The fight may only just be beginning, however. Polis, the politician in the state who has pushed for the most severe restrictions on the oil and gas industry, is running for governor in the 2018 election. His chances to win the Democratic primary improved last week as U.S. Rep. Ed Perlmutter, D-arvada, dropped out of the race.
Chris Wright, chief executive of two Denver-based energy companies, called Polis’ entry “a huge risk” to the oil and gas industry. And the deadly Firestone explosion in April has reignited concerns over drilling’s proximity to communities, Wright added. “I think it’s a setback, absolutely. It’s an absolute human tragedy, people are dead,” he said.

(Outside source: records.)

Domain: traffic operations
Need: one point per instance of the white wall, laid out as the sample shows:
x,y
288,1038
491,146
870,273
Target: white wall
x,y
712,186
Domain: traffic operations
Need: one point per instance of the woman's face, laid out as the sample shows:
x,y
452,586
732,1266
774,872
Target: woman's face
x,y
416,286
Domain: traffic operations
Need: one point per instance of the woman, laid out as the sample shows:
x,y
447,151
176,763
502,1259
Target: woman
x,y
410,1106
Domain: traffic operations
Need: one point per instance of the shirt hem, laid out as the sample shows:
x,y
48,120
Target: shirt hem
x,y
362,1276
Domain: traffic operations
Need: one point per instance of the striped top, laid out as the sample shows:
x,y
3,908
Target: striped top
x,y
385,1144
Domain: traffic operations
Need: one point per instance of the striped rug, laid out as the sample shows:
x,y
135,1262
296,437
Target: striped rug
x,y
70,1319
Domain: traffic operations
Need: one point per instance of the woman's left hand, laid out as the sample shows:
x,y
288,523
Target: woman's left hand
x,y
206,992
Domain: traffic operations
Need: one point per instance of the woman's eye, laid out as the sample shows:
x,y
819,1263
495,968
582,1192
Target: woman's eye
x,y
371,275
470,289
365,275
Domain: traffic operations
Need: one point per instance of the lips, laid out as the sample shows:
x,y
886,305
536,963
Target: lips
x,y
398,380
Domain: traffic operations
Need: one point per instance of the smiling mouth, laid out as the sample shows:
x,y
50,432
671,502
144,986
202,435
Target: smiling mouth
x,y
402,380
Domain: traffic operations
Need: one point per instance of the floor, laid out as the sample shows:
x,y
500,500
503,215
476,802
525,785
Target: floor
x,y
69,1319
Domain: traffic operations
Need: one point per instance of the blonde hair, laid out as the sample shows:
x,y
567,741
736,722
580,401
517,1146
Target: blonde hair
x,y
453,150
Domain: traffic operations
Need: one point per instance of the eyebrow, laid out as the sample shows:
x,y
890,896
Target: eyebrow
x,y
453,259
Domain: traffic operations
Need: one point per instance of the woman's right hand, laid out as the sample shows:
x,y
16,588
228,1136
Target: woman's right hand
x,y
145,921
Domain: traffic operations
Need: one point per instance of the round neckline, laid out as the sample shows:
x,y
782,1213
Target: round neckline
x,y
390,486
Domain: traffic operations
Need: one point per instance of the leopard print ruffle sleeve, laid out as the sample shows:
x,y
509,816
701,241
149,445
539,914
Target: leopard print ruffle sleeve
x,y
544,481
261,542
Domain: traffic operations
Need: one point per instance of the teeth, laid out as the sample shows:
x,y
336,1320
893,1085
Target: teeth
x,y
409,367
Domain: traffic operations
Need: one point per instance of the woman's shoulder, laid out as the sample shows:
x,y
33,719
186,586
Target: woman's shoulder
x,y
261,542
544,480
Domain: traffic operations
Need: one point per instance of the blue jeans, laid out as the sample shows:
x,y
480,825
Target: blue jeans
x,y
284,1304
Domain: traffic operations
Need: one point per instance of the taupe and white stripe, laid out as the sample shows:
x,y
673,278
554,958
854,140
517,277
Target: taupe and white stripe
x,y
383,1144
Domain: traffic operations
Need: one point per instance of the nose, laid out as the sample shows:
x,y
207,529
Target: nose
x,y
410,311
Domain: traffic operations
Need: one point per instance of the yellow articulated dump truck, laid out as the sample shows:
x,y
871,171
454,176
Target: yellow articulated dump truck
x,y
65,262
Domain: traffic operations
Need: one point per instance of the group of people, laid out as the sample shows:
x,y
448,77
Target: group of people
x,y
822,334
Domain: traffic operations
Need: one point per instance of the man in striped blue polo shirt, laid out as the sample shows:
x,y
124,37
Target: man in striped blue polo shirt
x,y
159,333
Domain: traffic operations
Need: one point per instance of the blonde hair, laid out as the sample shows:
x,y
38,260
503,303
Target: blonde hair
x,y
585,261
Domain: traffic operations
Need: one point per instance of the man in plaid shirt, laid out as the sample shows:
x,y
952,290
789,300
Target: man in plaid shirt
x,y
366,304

The industry is aiming to convince the middle swath of the electorate to support the energy industry, said Wright, who leads Liberty Oilfield Services and Liberty Resources. Wright thinks it’s possible, as long as the industry doesn’t default back to the stance from several years ago of keeping quiet and out of the public debate.
Already, others are planning to tug voters in the other direction.
“They knew what was at stake,” said Rick Ridder, a political consultant with close ties to Polis. “They’ve got to stop a movement. You can throw millions of dollars at in issue but when people die because of your policies and practices, it doesn’t make a lot of difference. People are still going to be active against you.”
Longs Peak provides the backdrop for a large Crestone Peak Resources drilling operation near Frederick. The facility is surrounded by large, noise-dampening walls. The oil and gas industry in the past four years has poured more than $80 million into Colorado to shape public opinion and influence campaigns and ballot initiatives.